The new clothes felt heavy and unfamiliar. The boots were too large, but she tore her old dress into strips to pad them, filling the gaps around her feet. She made a nest of the blanket on the mattress and laid down, arms crossed over her chest.
For a long time, she simply stared at the ceiling. The rock above was alive with the shimmer of mineral deposits, and in it she saw patterns—maps, perhaps, or constellations. Her breath slowed, and her heartbeat returned to normal.
When the tears came, they were not loud or dramatic.

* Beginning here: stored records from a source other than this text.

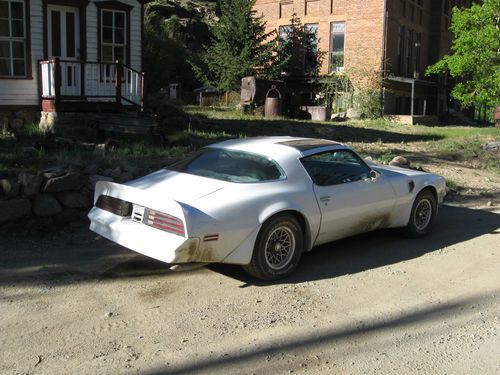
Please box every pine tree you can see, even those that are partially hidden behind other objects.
[192,0,282,92]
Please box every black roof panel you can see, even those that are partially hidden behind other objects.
[278,138,342,152]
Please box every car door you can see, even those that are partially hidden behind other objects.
[301,149,395,244]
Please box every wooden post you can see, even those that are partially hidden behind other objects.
[54,57,62,108]
[115,60,122,104]
[141,72,146,112]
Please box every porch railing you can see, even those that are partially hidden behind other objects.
[39,59,144,110]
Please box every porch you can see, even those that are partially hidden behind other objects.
[38,58,144,112]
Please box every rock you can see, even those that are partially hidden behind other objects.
[0,178,19,198]
[83,164,99,174]
[33,194,62,217]
[483,142,500,151]
[57,191,90,208]
[9,118,24,130]
[94,143,106,156]
[55,208,80,224]
[19,146,38,156]
[122,164,139,176]
[389,156,410,168]
[43,172,85,193]
[42,166,66,179]
[19,173,43,198]
[346,108,362,119]
[85,174,114,191]
[0,199,31,223]
[117,172,134,183]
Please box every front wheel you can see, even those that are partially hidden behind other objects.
[405,190,437,238]
[243,214,304,281]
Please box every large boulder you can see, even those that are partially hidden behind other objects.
[43,172,85,193]
[33,194,62,217]
[0,178,19,198]
[57,191,90,208]
[0,199,31,223]
[19,172,43,198]
[55,208,80,224]
[86,174,114,191]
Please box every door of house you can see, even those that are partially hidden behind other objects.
[47,5,82,96]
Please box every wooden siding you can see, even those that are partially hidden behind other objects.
[0,0,142,108]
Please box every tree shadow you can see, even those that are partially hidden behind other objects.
[209,206,500,288]
[187,114,443,144]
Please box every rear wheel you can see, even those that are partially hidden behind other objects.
[243,214,304,280]
[405,190,437,238]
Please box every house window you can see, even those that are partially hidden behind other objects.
[0,0,28,77]
[330,22,345,72]
[101,9,127,63]
[304,23,318,74]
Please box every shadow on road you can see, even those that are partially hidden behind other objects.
[0,206,500,287]
[144,291,496,375]
[210,206,500,287]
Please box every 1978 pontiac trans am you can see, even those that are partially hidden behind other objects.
[89,137,446,280]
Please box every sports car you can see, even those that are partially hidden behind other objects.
[88,137,446,280]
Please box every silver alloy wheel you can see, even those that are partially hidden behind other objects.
[264,226,295,271]
[413,198,432,231]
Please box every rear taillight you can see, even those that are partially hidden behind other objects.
[95,195,132,216]
[143,209,185,236]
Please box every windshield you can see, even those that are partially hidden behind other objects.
[167,148,285,183]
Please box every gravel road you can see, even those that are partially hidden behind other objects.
[0,206,500,375]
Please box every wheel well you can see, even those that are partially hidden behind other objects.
[266,210,311,251]
[418,185,438,204]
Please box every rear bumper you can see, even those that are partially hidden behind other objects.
[88,207,203,263]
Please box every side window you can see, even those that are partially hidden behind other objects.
[301,150,370,186]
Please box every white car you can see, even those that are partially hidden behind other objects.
[88,137,446,280]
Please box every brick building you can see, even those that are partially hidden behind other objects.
[255,0,474,116]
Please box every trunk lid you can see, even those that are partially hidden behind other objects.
[125,169,228,203]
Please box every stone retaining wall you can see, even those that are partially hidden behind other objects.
[0,165,139,226]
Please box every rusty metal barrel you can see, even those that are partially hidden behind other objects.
[264,85,281,117]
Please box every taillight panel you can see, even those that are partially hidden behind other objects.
[143,208,186,236]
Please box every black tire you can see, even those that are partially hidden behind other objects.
[243,214,304,281]
[404,190,437,238]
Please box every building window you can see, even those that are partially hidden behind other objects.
[101,9,127,63]
[304,23,318,74]
[330,22,345,72]
[0,0,29,77]
[398,25,406,76]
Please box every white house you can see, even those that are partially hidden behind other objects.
[0,0,148,125]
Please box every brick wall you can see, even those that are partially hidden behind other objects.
[255,0,384,74]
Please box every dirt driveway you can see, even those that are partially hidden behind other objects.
[0,206,500,374]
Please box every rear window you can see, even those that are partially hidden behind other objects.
[167,148,285,183]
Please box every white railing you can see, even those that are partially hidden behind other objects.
[40,61,56,98]
[59,61,82,96]
[84,62,116,101]
[121,66,144,106]
[39,59,144,108]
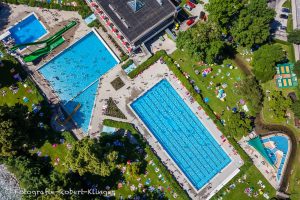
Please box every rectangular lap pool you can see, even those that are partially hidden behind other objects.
[39,31,119,132]
[131,79,231,190]
[9,13,48,44]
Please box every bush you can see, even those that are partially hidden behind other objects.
[128,50,167,78]
[164,54,252,166]
[62,131,76,144]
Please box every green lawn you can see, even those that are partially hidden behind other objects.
[30,132,75,173]
[261,80,300,199]
[286,14,293,33]
[212,165,275,200]
[171,50,245,121]
[282,0,292,9]
[116,146,185,199]
[0,46,43,110]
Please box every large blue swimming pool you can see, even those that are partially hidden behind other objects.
[9,14,47,44]
[262,135,289,181]
[39,32,118,132]
[131,79,231,189]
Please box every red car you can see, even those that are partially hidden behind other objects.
[187,1,196,8]
[186,18,195,26]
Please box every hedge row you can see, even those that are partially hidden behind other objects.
[122,59,133,69]
[103,119,189,199]
[128,50,167,78]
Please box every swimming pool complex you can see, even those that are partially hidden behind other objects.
[131,79,231,190]
[262,135,289,181]
[39,31,119,132]
[9,13,48,47]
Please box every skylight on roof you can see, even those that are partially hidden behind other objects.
[127,0,145,12]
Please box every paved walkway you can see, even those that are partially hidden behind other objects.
[89,62,243,199]
[239,132,291,190]
[292,0,300,61]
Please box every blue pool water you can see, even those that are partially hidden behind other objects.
[9,14,47,47]
[65,81,99,133]
[39,32,118,132]
[262,135,289,180]
[131,79,231,189]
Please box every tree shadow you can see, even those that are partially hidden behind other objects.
[0,2,11,30]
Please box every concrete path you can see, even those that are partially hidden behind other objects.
[292,0,300,61]
[89,62,243,199]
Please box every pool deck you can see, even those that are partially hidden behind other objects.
[89,62,243,199]
[0,4,126,139]
[238,132,292,190]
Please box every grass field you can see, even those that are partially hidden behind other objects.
[213,165,275,200]
[261,80,300,199]
[171,50,245,118]
[171,50,275,199]
[0,48,43,110]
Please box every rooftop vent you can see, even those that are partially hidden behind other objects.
[127,0,145,12]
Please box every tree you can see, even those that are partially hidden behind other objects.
[291,100,300,118]
[0,104,32,156]
[268,91,291,120]
[66,138,117,177]
[5,156,50,199]
[225,113,252,139]
[176,22,225,63]
[288,30,300,44]
[128,162,141,176]
[252,45,285,83]
[293,60,300,79]
[205,0,244,28]
[238,76,263,114]
[231,0,275,47]
[0,120,21,156]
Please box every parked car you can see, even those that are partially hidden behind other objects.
[279,14,289,19]
[281,8,290,13]
[184,4,192,11]
[186,18,195,26]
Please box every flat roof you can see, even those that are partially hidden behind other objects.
[97,0,176,42]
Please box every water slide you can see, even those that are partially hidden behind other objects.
[11,21,77,51]
[23,36,65,62]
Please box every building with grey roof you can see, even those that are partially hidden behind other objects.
[97,0,177,47]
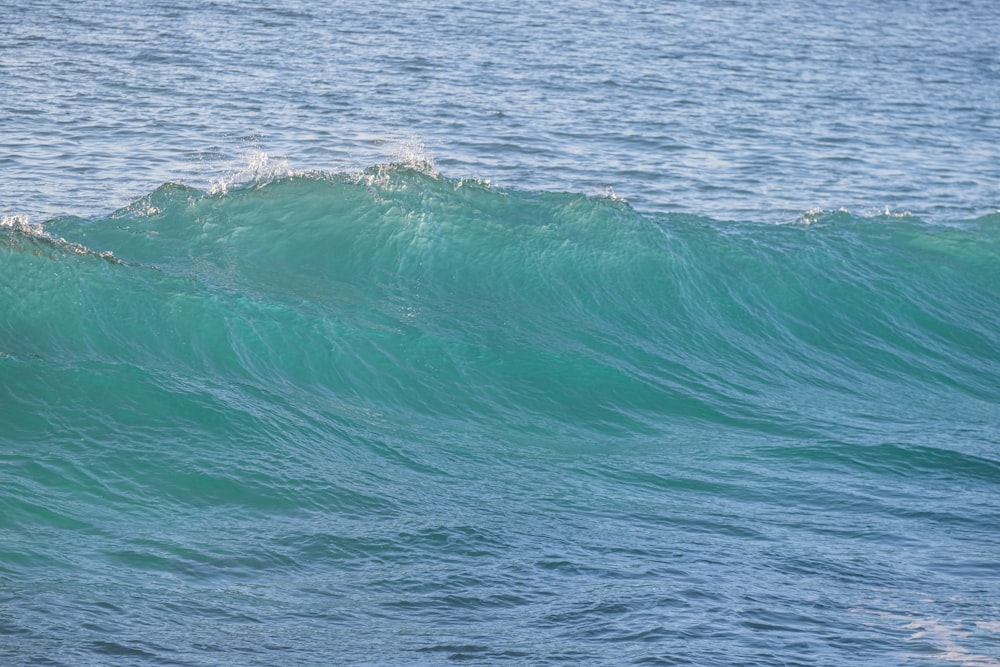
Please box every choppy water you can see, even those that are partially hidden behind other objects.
[0,1,1000,666]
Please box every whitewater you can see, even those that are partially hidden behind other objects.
[0,0,1000,667]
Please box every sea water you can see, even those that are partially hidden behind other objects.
[0,0,1000,666]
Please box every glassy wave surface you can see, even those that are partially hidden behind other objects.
[0,164,1000,665]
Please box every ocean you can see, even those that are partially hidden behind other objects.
[0,0,1000,667]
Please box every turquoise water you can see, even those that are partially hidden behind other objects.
[0,2,1000,666]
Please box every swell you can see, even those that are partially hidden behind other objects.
[0,165,1000,440]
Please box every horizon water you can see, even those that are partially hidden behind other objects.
[0,0,1000,667]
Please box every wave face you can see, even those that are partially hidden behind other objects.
[0,170,1000,664]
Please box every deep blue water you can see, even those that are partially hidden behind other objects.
[0,0,1000,667]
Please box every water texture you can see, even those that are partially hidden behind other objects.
[0,1,1000,666]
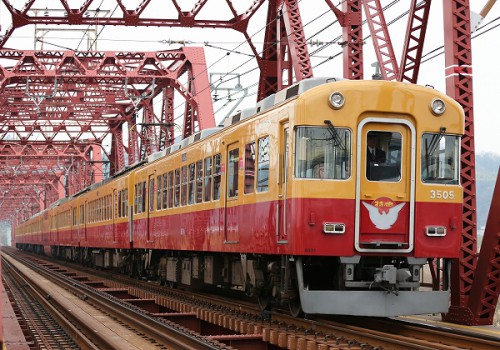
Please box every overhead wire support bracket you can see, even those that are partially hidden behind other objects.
[26,76,57,115]
[123,77,156,114]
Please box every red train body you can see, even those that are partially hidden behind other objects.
[15,79,464,316]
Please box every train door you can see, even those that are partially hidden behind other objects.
[276,123,289,243]
[144,174,155,242]
[111,188,116,243]
[80,201,88,245]
[355,118,416,253]
[224,142,239,244]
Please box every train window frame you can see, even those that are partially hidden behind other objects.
[212,153,222,201]
[226,147,240,198]
[161,173,168,210]
[181,165,188,206]
[420,132,461,185]
[256,135,271,193]
[148,176,155,212]
[243,141,257,194]
[167,170,175,208]
[203,157,212,202]
[293,126,353,181]
[195,159,203,203]
[174,168,181,208]
[156,175,163,211]
[187,163,196,205]
[365,130,405,183]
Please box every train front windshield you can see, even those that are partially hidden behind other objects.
[295,126,351,180]
[421,133,460,185]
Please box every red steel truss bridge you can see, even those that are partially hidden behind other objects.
[0,0,500,325]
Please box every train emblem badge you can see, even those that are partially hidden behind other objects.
[362,197,406,230]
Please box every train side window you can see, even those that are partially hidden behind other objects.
[227,148,240,198]
[167,171,174,208]
[420,133,460,185]
[156,175,163,210]
[203,157,212,202]
[244,142,255,194]
[188,163,196,204]
[148,177,155,211]
[212,154,222,200]
[161,173,168,209]
[122,190,129,217]
[174,169,181,207]
[134,181,146,214]
[295,127,351,180]
[257,136,269,192]
[196,160,203,203]
[181,166,187,205]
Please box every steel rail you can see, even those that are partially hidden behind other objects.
[3,255,233,350]
[2,254,102,350]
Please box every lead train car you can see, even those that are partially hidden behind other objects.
[15,78,464,316]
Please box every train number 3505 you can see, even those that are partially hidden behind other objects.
[431,190,455,199]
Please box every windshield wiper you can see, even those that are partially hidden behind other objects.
[324,120,345,151]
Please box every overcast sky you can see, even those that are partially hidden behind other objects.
[0,0,500,154]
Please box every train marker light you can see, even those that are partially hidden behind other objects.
[328,92,345,109]
[425,226,446,237]
[430,98,446,116]
[323,222,345,234]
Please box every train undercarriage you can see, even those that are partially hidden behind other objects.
[18,245,451,316]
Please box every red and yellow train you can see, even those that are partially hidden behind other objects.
[15,78,464,316]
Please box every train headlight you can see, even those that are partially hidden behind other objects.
[431,98,446,115]
[328,92,345,109]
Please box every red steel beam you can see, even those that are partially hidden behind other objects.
[362,0,399,80]
[397,0,432,84]
[443,0,477,324]
[468,169,500,325]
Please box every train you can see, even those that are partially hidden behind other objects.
[15,78,465,317]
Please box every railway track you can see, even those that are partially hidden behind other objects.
[2,250,231,350]
[4,247,499,350]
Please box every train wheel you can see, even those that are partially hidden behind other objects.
[288,297,304,317]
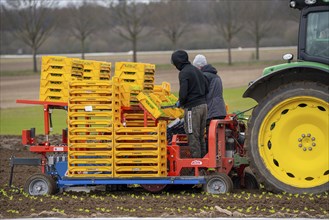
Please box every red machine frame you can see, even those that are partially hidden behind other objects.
[167,119,234,176]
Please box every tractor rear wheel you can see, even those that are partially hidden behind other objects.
[246,82,329,193]
[24,174,57,196]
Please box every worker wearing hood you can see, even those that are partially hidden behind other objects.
[171,50,207,158]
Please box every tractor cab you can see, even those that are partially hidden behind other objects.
[290,0,329,64]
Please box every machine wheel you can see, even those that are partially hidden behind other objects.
[203,173,233,194]
[246,82,329,193]
[232,172,259,189]
[141,184,169,193]
[24,174,57,196]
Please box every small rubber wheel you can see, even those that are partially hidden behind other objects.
[24,174,57,196]
[141,184,169,193]
[203,173,233,194]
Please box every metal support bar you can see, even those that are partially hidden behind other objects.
[58,177,206,187]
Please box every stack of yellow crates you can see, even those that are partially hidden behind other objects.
[68,79,121,177]
[143,63,155,93]
[39,56,83,102]
[114,121,167,177]
[82,60,111,80]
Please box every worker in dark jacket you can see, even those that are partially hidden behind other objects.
[171,50,207,158]
[193,54,227,139]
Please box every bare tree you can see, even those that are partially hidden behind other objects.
[113,0,149,62]
[69,0,97,59]
[3,0,57,72]
[210,0,243,65]
[244,0,278,60]
[155,0,190,49]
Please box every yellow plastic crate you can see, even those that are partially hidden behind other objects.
[115,62,144,74]
[137,92,163,118]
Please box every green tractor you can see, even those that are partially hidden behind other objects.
[243,0,329,194]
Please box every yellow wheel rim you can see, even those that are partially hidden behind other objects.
[258,96,329,188]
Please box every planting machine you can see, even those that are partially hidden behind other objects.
[10,0,329,195]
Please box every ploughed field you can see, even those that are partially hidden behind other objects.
[0,135,329,219]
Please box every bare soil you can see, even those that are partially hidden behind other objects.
[0,135,329,219]
[0,50,329,219]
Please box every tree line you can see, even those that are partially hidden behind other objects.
[0,0,299,71]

They were quiet, polite, like the tears of someone who had spent a lifetime learning to cry without witnesses.
She let them come, and when she woke later—though she could not say how much—her pillow was damp, but her cheeks were dry. In the dark, she listened to the slow drip of water, the hush of distant voices, the shifting of people whose lives had never once intersected with her own until now.
Alina rolled over, burrowing deeper into the scratchy warmth of the blanket, and wondered what version of herself would wake up in the morning.